As this table shows, $319.8 billion of new spending was added to the fiscal framework over four fiscal years from the April 2022 budget to the November 2023 fall economic statement.  In less than two years spending projections increased considerably.

This amount would be much larger if we look back further in time.

For example, in Budget 2019, the government forecasted $429 billion in overall spending for 2024-2025. However, in last November’s fall economic statement the projected spending for 2024-2025 changed to $522 billion -- a difference of $93 billion.

  1. The government is facing significant spending pressures going forward. First, the Liberal/NDP supply and confidence agreement includes a commitment to a national pharmacare program with an annual price tag that could be as high as $18 billion. Second, Canada is facing significant demographic headwinds which will have an impact on Old Age Security and health care costs. To this list we can add real pressures on defence spending, the energy transition and industrial policy, public R&D, as well as Indigenous reconciliation. It is unlikely the government can ignore any of these big policy issues. In addition, let’s not forget the production tax credit provided to automakers for new EV manufacturing. Once production ramps up in a few years, billions of dollars will be paid out on these credits.

    All things being equal, the relative costs of government will be higher as we move forward.

  2. Debt servicing charges will continue to be prohibitive for some time. Debt servicing is already taking 10.2 per cent of the government’s overall revenues.

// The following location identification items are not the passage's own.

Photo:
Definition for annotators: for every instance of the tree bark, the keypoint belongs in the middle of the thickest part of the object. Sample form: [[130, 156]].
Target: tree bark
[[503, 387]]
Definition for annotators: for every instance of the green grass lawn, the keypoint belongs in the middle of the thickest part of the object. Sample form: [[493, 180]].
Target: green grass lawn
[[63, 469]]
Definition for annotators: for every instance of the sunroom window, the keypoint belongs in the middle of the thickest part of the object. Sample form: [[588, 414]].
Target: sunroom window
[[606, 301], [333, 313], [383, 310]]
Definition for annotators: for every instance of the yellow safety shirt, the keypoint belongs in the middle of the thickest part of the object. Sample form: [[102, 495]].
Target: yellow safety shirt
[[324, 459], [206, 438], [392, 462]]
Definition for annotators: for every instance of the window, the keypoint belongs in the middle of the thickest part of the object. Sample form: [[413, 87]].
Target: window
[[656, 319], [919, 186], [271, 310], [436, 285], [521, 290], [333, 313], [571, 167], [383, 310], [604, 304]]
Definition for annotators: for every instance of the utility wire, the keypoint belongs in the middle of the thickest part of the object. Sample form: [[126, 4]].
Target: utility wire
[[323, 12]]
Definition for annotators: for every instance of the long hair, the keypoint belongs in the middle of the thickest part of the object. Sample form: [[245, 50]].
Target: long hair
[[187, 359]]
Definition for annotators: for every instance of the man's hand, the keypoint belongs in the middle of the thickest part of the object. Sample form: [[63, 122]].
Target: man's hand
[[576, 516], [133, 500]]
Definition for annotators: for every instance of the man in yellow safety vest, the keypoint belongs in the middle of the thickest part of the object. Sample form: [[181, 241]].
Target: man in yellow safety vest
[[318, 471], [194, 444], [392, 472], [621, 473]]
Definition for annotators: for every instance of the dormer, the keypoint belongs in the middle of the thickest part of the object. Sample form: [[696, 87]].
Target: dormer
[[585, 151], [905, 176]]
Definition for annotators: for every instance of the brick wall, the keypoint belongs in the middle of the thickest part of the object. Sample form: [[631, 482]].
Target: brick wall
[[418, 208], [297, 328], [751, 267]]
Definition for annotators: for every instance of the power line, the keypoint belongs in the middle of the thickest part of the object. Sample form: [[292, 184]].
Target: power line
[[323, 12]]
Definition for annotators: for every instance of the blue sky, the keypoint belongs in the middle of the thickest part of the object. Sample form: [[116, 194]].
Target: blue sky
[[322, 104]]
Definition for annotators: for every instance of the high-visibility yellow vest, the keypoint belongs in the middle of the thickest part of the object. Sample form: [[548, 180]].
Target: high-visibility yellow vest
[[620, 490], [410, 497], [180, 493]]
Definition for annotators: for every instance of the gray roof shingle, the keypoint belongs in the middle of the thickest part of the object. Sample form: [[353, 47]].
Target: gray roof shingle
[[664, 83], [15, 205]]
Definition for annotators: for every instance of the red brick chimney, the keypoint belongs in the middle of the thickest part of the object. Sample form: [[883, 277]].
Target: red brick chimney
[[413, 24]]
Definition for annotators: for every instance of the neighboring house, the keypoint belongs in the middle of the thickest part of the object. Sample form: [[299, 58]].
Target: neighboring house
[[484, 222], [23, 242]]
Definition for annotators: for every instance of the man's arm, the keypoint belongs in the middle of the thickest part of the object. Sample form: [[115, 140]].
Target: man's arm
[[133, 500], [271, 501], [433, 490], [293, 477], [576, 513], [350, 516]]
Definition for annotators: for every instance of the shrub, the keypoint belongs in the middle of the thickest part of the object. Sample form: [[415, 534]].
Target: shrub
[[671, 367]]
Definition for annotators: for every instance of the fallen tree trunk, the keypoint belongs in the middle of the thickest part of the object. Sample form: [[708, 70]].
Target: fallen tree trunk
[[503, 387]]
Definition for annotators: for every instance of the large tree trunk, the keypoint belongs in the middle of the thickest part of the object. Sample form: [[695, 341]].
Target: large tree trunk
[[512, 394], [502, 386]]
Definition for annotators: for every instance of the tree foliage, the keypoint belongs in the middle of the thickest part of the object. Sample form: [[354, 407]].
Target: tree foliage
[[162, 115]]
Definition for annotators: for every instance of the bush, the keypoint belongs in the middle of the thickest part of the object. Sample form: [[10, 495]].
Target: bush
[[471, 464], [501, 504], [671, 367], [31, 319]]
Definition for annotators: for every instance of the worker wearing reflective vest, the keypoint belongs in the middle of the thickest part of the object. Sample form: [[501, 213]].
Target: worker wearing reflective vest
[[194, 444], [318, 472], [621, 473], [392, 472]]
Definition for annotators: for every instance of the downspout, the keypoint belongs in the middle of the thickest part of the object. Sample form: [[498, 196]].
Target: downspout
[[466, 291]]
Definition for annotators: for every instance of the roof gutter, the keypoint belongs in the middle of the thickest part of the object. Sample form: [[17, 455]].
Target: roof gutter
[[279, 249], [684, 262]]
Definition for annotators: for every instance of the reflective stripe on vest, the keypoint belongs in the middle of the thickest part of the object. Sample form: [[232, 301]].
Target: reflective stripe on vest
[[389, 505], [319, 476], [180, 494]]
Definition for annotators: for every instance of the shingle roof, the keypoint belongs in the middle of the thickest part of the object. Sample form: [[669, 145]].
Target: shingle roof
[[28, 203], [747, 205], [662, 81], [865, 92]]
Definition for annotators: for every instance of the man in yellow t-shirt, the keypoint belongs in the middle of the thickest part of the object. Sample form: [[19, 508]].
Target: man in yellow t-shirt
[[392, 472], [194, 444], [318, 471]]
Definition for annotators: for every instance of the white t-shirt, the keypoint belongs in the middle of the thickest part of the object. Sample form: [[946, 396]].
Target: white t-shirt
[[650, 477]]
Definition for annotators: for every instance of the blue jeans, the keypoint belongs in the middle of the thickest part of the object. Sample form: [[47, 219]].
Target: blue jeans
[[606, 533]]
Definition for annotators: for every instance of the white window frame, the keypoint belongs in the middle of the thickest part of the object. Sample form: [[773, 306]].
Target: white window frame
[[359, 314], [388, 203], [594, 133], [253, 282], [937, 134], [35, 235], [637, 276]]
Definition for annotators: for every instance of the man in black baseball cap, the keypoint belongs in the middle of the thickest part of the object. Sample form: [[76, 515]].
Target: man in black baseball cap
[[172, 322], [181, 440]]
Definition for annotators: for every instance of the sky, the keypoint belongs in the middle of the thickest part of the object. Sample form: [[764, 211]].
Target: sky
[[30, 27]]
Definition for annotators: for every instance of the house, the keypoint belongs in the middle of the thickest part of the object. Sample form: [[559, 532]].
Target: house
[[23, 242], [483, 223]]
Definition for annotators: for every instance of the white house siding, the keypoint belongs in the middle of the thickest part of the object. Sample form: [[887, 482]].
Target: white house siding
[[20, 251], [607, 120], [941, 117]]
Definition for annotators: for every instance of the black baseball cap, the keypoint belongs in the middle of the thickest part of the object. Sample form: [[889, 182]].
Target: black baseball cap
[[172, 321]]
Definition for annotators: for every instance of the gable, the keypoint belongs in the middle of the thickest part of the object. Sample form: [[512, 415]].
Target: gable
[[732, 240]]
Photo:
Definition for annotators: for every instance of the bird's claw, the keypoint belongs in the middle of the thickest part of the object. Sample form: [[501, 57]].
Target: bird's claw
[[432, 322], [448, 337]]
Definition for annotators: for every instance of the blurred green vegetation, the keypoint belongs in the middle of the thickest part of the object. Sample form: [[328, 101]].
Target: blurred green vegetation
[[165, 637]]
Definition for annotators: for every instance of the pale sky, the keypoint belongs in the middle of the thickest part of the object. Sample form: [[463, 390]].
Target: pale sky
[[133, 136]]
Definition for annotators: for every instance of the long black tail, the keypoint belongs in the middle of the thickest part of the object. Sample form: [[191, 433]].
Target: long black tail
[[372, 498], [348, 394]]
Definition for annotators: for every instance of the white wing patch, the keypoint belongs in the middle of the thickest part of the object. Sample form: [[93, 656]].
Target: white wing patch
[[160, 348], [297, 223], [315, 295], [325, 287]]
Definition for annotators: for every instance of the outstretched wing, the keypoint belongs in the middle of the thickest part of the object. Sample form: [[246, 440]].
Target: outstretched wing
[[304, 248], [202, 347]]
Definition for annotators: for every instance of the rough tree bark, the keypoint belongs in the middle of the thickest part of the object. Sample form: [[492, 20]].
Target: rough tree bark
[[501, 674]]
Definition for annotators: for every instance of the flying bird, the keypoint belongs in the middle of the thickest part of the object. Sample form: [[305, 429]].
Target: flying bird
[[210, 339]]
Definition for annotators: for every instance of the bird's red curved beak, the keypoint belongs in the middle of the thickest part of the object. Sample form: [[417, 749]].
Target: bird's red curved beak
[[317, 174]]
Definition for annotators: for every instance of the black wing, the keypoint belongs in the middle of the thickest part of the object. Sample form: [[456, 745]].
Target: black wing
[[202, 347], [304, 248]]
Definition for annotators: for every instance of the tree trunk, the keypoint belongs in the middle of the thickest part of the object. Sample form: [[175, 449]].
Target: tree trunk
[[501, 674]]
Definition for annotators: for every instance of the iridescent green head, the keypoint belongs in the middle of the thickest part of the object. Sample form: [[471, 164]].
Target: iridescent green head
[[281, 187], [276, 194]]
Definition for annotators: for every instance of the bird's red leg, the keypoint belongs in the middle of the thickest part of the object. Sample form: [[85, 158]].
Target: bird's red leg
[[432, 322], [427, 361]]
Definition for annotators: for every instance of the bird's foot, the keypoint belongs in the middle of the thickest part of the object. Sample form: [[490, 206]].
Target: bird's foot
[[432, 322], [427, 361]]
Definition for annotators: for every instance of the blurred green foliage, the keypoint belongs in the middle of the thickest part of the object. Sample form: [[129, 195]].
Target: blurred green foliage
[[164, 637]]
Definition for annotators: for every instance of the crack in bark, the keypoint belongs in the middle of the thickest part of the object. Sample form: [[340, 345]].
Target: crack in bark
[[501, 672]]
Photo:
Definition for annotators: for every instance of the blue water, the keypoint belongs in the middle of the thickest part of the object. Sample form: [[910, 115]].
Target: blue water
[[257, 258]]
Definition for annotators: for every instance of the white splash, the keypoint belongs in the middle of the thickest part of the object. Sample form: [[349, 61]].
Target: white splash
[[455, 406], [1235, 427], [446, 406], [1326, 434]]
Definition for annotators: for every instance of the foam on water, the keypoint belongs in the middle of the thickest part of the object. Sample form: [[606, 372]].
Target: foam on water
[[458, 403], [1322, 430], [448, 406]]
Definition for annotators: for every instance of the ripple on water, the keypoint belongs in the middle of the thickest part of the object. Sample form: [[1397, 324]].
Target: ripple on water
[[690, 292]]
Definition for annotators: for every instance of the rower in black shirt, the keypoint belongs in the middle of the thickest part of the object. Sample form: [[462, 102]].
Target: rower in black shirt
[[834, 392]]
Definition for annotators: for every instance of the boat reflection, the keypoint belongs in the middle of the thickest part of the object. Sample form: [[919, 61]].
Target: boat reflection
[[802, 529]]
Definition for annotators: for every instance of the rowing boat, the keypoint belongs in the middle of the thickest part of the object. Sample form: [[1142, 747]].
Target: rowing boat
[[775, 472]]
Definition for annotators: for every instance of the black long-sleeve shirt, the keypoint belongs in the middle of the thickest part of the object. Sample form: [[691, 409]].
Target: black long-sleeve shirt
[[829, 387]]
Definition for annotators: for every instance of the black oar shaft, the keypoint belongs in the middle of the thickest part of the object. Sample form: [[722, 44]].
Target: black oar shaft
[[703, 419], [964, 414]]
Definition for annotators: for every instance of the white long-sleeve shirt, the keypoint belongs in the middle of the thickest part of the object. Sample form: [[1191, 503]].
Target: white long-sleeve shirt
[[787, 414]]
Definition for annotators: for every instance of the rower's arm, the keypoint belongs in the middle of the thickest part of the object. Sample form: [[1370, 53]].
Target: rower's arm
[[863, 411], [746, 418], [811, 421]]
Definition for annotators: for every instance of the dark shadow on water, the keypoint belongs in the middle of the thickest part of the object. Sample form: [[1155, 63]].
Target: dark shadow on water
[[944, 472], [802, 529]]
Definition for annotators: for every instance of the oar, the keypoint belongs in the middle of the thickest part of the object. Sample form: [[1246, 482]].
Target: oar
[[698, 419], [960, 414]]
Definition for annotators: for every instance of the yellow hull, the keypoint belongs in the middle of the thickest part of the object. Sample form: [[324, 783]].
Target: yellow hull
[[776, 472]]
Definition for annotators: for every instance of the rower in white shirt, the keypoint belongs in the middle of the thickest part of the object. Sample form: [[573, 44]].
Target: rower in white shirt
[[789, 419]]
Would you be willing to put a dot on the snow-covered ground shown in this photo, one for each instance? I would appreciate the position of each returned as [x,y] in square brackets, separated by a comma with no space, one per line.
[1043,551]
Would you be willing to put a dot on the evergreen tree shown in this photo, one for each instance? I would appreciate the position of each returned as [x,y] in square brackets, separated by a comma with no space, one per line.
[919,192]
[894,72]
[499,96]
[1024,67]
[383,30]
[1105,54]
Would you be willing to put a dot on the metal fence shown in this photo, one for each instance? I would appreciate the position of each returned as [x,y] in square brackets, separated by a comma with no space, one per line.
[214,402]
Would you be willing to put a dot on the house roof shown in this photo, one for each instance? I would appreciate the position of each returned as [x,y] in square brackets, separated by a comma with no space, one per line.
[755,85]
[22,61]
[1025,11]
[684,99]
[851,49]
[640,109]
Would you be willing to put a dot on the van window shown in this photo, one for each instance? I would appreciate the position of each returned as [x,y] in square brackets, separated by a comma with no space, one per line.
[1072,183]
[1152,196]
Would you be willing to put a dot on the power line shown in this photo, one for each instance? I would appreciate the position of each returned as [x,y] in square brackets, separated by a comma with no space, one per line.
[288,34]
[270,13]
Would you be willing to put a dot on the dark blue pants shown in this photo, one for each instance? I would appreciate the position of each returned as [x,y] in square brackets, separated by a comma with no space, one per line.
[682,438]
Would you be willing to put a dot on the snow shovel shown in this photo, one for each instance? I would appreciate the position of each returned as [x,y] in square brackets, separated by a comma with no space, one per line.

It is worth noting this is for past debt. This fiscal year the government is projected to spend more than $46 billion just to service its debt. To put that in perspective, debt servicing this year is just $3 billion less than the amount the government is sending to provinces and territories in health care transfers.

  3. The economic forecast is gloomy. Canada has avoided a recession so far in large part due to population growth through immigration. But a recession is still a possibility. The economic limitations ahead are not trivial: real GDP per capita is set to decline for the sixth consecutive quarter and productivity continues to be an Achilles heel for Canada. The likelihood of higher revenues for the federal government as a function of better-than-expected economic growth is not a high probability for the five-year economic forecast horizon.

  4. Canadians should know that the government’s ability to meet its new promise to keep deficits below 1 per cent of GDP in 2026-27 and future years would require a significant change of course and difficult decisions.  Right now, the deficit is 1.4 per cent of GDP. Assuming the government does not introduce new taxes, and economic growth remains low as estimated by the Bank of Canada and international organizations, a 0.4 per cent reduction implies spending cuts of at least $12 billion per year, or around $50 billion over four years. Keep in mind that since the Trudeau government came into office, expenses have grown more than 5 per cent per year.

  5. Unforeseen events are always a big risk for fiscal planners. Over the last few years, we have experienced a global pandemic, extreme weather events, two wars and various geopolitical threats. Fiscal prudence is essential to help Canada prepare for the unexpected.

Conclusion

The Trudeau-Freeland record on fiscal guardrails or anchors speaks for itself. Since 2020, the federal government has never met a fiscal target it imposed on itself.

For the reasons enumerated above, it is very improbable it will meet its new anchor of 1 per cent deficit-to-GDP in 2026 and future years.